Concrètement, cet investissement minier colossal de 9 milliards dollars verrait Orion CMC, un véhicule soutenu par le gouvernement américain, acquérir une participation minoritaire mais décisive. En échange, le consortium obtiendrait le droit de nommer des administrateurs non exécutifs et, point capital, assurerait la commercialisation d’une part significative de la production auprès d’acheteurs désignés, principalement pour sécuriser l’approvisionnement des États-Unis en cuivre et cobalt. Cette disposition s’aligne directement sur les objectifs de l’Accord de partenariat stratégique liant Washington et Kinshasa, visant à créer des chaînes d’approvisionnement « sûres, responsables et résilientes » pour les minéraux essentiels à la transition énergétique et à la sécurité nationale.
Quelles sont les implications immédiates pour la RDC, premier producteur mondial de cobalt et acteur majeur du cuivre ? Sur le papier, cette transaction témoigne d’une confiance renouvelée des investisseurs internationaux dans le secteur minier congolais. Gary Nagle, Directeur Général de Glencore, y voit une reconnaissance du « rôle de premier ordre » de ses actifs et des efforts du gouvernement pour attirer les capitaux étrangers. La gestion opérationnelle de Mumi et KCC, qui ont produit ensemble près de 248 000 tonnes de cuivre et 33 500 tonnes de cobalt en 2025, resterait sous la houlette de Glencore, assurant une certaine continuité.
Néanmoins, le cœur de cet accord stratégique sur les mines en RDC bat à Washington. Le secrétaire d’État adjoint américain, Christopher Landau, a clairement lié l’opération aux « objectifs fondamentaux » du partenariat bilatéral, visant à « favoriser un accroissement des investissements américains » et à « promouvoir des flux sûrs » de minerais. Dans un contexte de tensions géopolitiques et de dépendance critique vis-à-vis de chaînes d’approvisionnement concurrentes, notamment chinoises, les États-Unis cherchent à diversifier et sécuriser leurs sources. La RDC, avec ses gigantesques réserves, devient ainsi un échiquier central.
L’impact économique pour Kinshasa pourrait être double.
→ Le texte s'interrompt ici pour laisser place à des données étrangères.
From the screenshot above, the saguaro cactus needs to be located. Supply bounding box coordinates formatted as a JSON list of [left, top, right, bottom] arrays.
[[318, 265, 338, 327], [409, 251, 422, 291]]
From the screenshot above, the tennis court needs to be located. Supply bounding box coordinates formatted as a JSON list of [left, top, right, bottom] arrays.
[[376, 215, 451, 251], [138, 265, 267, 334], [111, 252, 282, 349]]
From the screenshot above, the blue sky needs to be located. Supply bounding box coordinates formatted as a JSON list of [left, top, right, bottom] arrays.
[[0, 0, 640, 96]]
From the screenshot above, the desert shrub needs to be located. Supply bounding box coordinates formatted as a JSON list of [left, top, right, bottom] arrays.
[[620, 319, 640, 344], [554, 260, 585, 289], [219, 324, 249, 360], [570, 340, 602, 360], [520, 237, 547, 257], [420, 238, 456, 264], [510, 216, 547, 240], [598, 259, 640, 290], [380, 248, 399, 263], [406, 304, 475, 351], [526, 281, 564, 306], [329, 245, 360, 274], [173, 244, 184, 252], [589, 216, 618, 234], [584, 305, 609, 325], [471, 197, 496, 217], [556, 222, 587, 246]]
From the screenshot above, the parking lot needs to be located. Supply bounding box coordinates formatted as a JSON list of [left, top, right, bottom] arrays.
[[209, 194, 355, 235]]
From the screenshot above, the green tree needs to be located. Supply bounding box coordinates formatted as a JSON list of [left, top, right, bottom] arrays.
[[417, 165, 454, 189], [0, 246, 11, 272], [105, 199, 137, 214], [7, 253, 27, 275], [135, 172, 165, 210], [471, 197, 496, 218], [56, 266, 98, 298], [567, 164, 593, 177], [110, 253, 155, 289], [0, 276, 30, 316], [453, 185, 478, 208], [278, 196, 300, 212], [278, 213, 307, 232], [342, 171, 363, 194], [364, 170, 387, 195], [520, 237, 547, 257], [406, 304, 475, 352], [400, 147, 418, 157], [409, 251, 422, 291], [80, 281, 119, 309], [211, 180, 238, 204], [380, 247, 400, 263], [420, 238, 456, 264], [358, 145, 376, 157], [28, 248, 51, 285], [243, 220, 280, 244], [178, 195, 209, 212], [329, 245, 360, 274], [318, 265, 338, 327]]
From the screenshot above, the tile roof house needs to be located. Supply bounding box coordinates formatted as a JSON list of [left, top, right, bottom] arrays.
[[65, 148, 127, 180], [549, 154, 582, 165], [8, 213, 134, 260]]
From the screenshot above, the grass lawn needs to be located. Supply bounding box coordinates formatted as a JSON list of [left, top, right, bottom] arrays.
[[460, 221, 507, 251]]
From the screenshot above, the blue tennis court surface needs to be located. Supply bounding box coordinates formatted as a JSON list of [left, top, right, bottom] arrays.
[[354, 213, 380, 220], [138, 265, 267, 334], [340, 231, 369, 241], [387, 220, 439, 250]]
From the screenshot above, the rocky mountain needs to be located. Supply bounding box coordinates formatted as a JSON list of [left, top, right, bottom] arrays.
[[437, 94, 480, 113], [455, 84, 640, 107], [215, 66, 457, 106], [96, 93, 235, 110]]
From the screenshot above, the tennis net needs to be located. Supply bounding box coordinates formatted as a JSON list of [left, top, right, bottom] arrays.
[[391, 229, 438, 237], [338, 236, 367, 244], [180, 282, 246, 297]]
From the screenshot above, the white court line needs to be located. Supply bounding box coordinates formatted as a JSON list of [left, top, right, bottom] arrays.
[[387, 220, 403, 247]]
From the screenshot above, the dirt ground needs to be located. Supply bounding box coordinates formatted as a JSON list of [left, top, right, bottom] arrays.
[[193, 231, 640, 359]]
À court terme, l’entrée d’un acteur tel qu’Orion CMC, soutenu par la Société financière de développement international des États-Unis (DFC), pourrait catalyser de nouveaux projets. Les parties ont en effet annoncé qu’elles examineraient des opportunités d’extension et de développement conjointes avec le gouvernement congolais et la Gécamines, partenaire historique dans KCC. Cela pourrait se traduire par des investissements supplémentaires dans l’exploration et la production, renforçant la position du pays dans la « ceinture cuprifère africaine ».
Cependant, cette transaction soulève des questions sur le modèle de partenariat et la valeur captée localement. Si l’injection de capitaux est saluée, la structure de l’accord, où la commercialisation d’une partie clé de la production serait dirigée vers un canal spécifique, interroge sur la marge de manœuvre future de la RDC dans la valorisation de ses propres ressources. Le pays parviendra-t-il à transformer cet afflux d’investissement en développement industriel intégré, ou restera-t-il un fournisseur de matières premières brutes ?
Il est crucial de noter que cette annonce n’est qu’une première étape. Le protocole d’accord est non contraignant et la transaction reste sujette à une diligence raisonnable approfondie, à la finalisation de documents contractuels complexes et, surtout, à l’obtention des autorisations réglementaires congolaises. Le chemin est donc encore long avant une concrétisation. Mais le simple fait qu’un tel projet soit sur la table illustre l’importance stratégique croissante des mines congolaises dans la reconfiguration des chaînes d’approvisionnement globales. Pour la RDC, c’est à la fois une opportunité économique majeure et un test de sa capacité à négocier des partenariats équilibrés au cœur de la géopolitique des minerais.